Wir schreiben das Jahr 1971. Die Stones haben ihrer englischen Heimat den Rücken zugekehrt und leben als Steuerflüchtlinge an der französischen Küste. Kurze Zeit später veröffentlichen sie einen ihrer Meilensteine: Exile On Main St., ein Album, das im selbstgewählten Exil entstanden ist. Die Story als solche ist hinlänglich bekannt, über ihre Zeit in Frankreich kann man in verschiedenen Quellen stöbern und auch aufbereitetes Filmmaterial liegt auf DVD vor.

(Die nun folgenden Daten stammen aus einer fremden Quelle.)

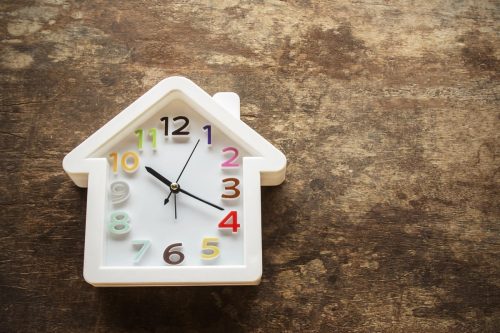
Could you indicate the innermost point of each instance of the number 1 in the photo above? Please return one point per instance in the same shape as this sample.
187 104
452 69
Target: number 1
208 128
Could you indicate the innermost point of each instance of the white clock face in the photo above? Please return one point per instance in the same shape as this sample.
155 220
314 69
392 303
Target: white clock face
180 156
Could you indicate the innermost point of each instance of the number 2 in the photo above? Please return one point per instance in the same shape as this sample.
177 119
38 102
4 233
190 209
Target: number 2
230 162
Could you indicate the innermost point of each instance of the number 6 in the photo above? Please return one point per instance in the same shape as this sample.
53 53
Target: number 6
167 254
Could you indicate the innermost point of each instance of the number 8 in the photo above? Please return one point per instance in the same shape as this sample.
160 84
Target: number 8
119 224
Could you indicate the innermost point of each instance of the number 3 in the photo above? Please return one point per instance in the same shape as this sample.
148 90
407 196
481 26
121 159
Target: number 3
236 192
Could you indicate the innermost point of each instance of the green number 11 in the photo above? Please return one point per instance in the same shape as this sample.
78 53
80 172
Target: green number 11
140 137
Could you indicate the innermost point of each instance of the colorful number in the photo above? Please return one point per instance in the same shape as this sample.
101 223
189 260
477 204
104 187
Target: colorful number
168 255
230 162
209 252
140 137
233 216
208 129
180 131
120 191
236 191
130 156
139 132
165 120
144 246
152 134
119 223
127 157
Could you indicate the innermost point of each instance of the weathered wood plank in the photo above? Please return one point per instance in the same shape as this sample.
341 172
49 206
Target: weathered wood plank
387 112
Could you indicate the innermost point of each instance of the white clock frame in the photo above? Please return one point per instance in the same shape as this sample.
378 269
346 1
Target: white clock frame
265 167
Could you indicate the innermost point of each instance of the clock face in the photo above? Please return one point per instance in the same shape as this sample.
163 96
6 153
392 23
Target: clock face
174 194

So ist es dann nur eine Frage der Zeit gewesen, bis sich Eagle Rock dazu durchringen würde, die bereits seit 2010 erhältliche audiovisuelle Dokumentation gleichen Namens auch als Blu-ray zu veröffentlichen. Und daher kann der geneigte Fan seit kurzer Zeit nun wählen, ob er lieber seine herkömmliche DVD-Sammlung komplettieren möchte oder doch umschwenkt auf das Blu-ray-Format.

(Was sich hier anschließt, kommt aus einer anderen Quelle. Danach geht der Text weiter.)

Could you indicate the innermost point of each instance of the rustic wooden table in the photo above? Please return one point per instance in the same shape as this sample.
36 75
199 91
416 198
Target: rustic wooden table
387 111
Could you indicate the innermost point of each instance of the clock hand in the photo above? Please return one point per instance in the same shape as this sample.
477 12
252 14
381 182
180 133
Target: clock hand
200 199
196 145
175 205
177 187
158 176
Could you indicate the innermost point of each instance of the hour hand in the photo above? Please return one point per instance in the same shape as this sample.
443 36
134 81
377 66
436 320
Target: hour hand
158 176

Es wäre müßig und eine Schande, der ausführlichen Beurteilung des geschätzten Kollegen Markus etwas hinzuzufügen oder gar seinen Einschätzungen grundsätzlich zu widersprechen. Somit darf ich unumwunden auf den Beitrag zur DVD verweisen - mit einigen kleinen Einschränkungen.
Was sich der Rezensent nämlich beim Fingerheben für die Blu-ray erhofft oder gar erwartet hatte, war in irgendeiner Form ein gewisser Mehrwert gegenüber der DVD. Ob das in Form allerneuster und noch besserer Bildqualität (geben das die alten Mitschnitte überhaupt realistisch her?) oder auf einer anderen Ebene umgesetzt war, wollte dann neugierig ergründet werden. Eines aber vorab: Der Sound ist fantastisch, da gibt es wirklich nix zu maulen.
Viel wichtiger jedoch wäre mir weiteres, zusätzliches Bildmaterial als Anreiz zum Kauf gewesen. Hier allerdings beschränkt man sich auf die bereits 2010 veröffentlichten Inhalte, die natürlich für den Fan durchaus tolles Material darstellen, aber das hatten wir ja schon. Vollkommen zu recht monierte der Kollege Markus seinerzeit die leider nie in Gänze vorhandenen Song-Einspielungen. Hier wäre die Chance gewesen, diesen damals aus verschiedenen Ecken bemängelten Misstand abzustellen.
So aber haben wir keine erkennbar neuen Clips und auch keine inhaltlich überarbeiteten Mitschnitte, was ich persönlich etwas schade finde.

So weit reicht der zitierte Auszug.